Freden, eine 3.000-Einwohner-Gemeinde im Kreis Hildesheim (NI). Im Mai 2011 bricht in einem Lager- und Bürogebäude nach Schweißarbeiten an einem Oldtimer ein Feuer aus. Durch den Rauch wird mehreren Personen im Haus der Fluchtweg abgeschnitten. Einige von ihnen sind schwer verletzt. Etwa einen Kilometer entfernt kommt es nach einem technischen Defekt zur selben Zeit zu einem weiteren Gebäudebrand. Auch hier sind Menschenleben in Gefahr. Da die Feuerwehr Freden in einem anderen Einsatz gebunden ist, rückt die Kreisfeuerwehrbereitschaft aus dem benachbarten Holzminden mit allen vier Zügen an. Auch die Schnell-Einsatz-Gruppe (SEG) der Holzmindener Johanniter fährt zur Einsatzstelle.

Zwei Lagen gleichzeitig, und das auf unbekanntem Terrain. Für Bereitschaftsführer Thomas Planke und seinen Stellvertreter Holger Gerke wäre es unter normalen Umständen schwer, sich einen Überblick zu verschaffen und die Kräfte zu führen. Doch die beiden haben ungewöhnliche Verstärkung mitgebracht: zwei Mikro-Drohnen, ausgestattet mit Digitalkamera und HD-Video-Camcorder, gestellt und bedient von Mitarbeitern der Holzmindener Firma Air Rotor Media. Diese sind bereits vorab in die Lagen eingewiesen worden, denn es handelt sich nicht um einen Realeinsatz, sondern um eine groß angelegte Übung. Die Aufgabe für das Drohnen-Team: Unterstützung der Einsatzleitung bei der Führung und Gefahrenerkennung aus der Luft.

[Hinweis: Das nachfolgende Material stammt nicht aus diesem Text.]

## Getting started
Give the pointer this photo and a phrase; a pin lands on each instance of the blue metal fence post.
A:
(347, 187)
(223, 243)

„Wir testen zwei verschiedene Möglichkeiten des Einsatzes“, erläutert Frank Potthast, Vertriebsleiter von AirRotor Media. „Zum einen werden Live-Bilder der Kamera direkt in den Einsatzleitwagen (ELW) 2 übertragen.“ Vorteil dabei: Der Einsatzleiter muss nicht direkt vor Ort sein. „Zum anderen probieren wir einen ‚abgesetzten‘ Modus aus, bei dem die Drohne direkt am Einsatzort gestartet und dem Piloten ein Beobachter beigestellt wird. Dieser überträgt seinen Lagebericht mittels Funk an die Einsatzleitung.“ Dabei wird das Live-Bild der Drohne an einen zweiten externen Monitor beziehungsweise an eine Videobrille weitergeleitet. „Der Beobachter muss also nicht direkt dem Piloten über die Schulter sehen, sondern hat ein eigenes Anzeigegerät“, erläutert Potthast.

Bereitschaftsführer Planke zieht nach der Übung ein positives Fazit: „Die Drohnen sind eine sinnvolle Ergänzung unserer bisherigen feuerwehrtechnischen Ausrüstung.“ Damit auch künftig auf die Luftroboter zurückgriffen werden kann, hat der Kreis Holzminden mittlerweile einen Dienstleistungsvertrag mit AirRotorMedia in Aussicht gestellt. „Bei Alarm werden wir benachrichtigt und kommen mit unserer Technik zum Einsatzort“, berichtet Potthast. „So verfügt die Feuerwehr gleich über geschultes Flugpersonal und spart die Beschaffungskosten.“ Denn noch liegen die Preise für eine feuerwehrtaugliche Drohne ohne Zusatzgeräte deutlich im fünfstelligen Euro-Bereich.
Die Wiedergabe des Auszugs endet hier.